Novel Genetic Alterations in Hypospadias
Jeffrey Villanueva, MD1, Mary Killian, M.D.1, Oluwaseun Orikogbo, B.A.2, Svetlana Yatsenko, M.D.3, Francis Schneck, M.D.1.
1Children's Hospital of Pittsburgh, Pittsburgh, PA, USA, 2University of Pittsburgh Medical School, Pittsburgh, PA, USA, 3Pittsburgh Cytogenetics Lab, Pittsburgh, PA, USA.

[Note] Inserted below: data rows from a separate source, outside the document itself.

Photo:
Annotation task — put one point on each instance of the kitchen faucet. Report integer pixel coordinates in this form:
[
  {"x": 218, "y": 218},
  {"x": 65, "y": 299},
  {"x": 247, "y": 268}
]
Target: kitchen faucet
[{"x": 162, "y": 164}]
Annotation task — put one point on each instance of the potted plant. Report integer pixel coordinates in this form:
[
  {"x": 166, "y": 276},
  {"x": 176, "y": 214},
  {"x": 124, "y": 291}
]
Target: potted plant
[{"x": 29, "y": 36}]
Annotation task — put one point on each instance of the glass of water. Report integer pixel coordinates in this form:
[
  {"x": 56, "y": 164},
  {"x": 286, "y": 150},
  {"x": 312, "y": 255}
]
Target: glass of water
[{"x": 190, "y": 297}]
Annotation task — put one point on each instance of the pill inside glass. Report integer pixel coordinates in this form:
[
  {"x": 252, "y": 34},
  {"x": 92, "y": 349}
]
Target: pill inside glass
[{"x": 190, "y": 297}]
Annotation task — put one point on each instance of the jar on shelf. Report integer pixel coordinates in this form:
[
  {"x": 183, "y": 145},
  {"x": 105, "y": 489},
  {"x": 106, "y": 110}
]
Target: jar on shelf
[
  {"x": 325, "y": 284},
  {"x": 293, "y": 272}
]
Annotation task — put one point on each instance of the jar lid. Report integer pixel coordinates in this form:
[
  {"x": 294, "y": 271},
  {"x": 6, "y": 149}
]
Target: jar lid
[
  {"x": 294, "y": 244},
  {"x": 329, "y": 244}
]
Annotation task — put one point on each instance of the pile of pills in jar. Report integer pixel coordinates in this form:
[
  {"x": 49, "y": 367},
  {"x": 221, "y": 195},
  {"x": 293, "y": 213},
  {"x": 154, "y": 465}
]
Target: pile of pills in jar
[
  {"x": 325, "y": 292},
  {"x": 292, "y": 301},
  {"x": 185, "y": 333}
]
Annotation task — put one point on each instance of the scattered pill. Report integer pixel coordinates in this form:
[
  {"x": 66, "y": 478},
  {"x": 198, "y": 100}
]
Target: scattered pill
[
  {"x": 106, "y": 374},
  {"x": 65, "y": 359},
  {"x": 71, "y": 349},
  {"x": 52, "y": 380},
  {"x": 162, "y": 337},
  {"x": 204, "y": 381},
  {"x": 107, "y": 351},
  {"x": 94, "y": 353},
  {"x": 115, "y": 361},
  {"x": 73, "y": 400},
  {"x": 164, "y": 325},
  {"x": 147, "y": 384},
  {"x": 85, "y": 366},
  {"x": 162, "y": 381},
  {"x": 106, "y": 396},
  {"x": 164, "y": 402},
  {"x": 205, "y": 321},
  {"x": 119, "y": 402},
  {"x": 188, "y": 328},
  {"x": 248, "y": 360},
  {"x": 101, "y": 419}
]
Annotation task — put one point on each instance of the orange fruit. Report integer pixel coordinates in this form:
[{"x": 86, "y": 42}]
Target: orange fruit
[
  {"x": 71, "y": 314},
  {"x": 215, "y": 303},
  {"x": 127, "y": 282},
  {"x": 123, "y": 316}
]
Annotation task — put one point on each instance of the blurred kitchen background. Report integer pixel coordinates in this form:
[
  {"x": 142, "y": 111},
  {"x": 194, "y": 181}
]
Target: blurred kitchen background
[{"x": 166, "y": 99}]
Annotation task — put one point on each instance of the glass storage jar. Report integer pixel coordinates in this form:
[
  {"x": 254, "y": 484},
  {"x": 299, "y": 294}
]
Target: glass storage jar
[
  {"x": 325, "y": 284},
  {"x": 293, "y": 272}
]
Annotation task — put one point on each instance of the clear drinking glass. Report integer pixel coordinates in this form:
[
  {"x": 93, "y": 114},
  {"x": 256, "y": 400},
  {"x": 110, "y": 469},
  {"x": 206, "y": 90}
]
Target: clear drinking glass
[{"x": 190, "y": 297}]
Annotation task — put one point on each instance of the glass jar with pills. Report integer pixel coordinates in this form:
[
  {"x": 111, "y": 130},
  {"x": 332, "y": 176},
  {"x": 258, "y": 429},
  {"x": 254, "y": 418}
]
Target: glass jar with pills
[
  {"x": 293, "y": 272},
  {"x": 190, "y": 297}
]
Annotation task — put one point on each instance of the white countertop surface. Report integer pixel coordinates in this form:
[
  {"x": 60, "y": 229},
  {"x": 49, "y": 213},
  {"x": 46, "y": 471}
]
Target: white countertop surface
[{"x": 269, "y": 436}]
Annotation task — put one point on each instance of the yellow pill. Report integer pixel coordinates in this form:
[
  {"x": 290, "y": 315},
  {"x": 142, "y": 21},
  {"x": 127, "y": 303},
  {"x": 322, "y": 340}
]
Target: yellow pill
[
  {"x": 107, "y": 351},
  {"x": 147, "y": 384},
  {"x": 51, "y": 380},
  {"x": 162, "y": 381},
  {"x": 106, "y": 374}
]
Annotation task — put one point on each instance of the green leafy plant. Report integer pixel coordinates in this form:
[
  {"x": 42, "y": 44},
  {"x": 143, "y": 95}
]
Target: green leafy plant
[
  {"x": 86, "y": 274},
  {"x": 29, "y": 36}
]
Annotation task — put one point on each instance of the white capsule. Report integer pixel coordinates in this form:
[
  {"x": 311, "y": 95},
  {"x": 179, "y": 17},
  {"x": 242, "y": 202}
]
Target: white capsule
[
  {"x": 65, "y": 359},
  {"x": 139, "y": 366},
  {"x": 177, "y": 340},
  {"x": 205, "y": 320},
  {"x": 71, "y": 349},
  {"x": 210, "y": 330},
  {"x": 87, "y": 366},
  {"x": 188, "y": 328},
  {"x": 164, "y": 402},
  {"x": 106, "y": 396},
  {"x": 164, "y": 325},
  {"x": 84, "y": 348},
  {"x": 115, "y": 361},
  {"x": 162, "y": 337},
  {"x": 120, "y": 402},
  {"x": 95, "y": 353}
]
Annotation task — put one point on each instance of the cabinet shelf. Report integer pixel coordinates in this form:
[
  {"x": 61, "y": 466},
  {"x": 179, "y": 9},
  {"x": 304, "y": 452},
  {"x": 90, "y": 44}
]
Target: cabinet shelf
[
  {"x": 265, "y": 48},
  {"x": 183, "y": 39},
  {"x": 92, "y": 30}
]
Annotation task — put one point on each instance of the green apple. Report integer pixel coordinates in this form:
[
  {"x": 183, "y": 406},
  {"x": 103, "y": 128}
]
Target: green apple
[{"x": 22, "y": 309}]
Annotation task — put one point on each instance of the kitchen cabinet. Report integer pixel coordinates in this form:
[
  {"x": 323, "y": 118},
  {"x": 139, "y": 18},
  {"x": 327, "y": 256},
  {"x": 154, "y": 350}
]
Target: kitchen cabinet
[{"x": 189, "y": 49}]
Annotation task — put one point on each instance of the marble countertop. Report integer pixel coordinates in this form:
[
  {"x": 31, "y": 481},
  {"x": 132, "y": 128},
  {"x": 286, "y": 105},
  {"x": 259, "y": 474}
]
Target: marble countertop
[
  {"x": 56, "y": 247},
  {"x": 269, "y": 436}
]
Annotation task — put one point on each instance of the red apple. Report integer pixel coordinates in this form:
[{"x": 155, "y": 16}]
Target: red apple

BACKGROUND: Hypospadias is a relatively common congenital anomaly affecting male urogenital development. Current research suggests that hypospadias is an etiologically heterogeneous condition likely explained by polygenic and complex trait models, where genetics and environment contribute to the development of this disease state. Most sporadic cases of hypospadias have an uncertain etiology, while disease-causing chromosomal loci have yet to be discovered. Describing novel genetic alterations associated with hypospadias adds to our understanding of its etiology and expected associated anomalies.
METHODS: IRB approval was obtained for a retrospective chart review of male patients with a diagnosis of hypospadias who had undergone genetic testing at our institution. Children are typically screened if they have multiple associated congenital issues. Peripheral blood was analyzed using G-banding chromosome analysis, whole genome and high-resolution X chromosome-specific microarrays. Patient charts were also reviewed for severity of hypospadias, surgical history, associated congenital anomalies, family history of genitourinary (GU) anomalies, and whether or not the patient was a product of in vitro fertilization (IVF).
RESULTS: A total of 13 boys with a hypospadias were screened for genetic anomalies. Four patients were found to have genetic aberrations. This included three patients with X chromosomal abnormalities detected by comparative genomic hybridization microarray and an additional patient with partial trisomy for the 9q33.1q43.13 region. The remaining nine patients had normal chromosome and microarray studies.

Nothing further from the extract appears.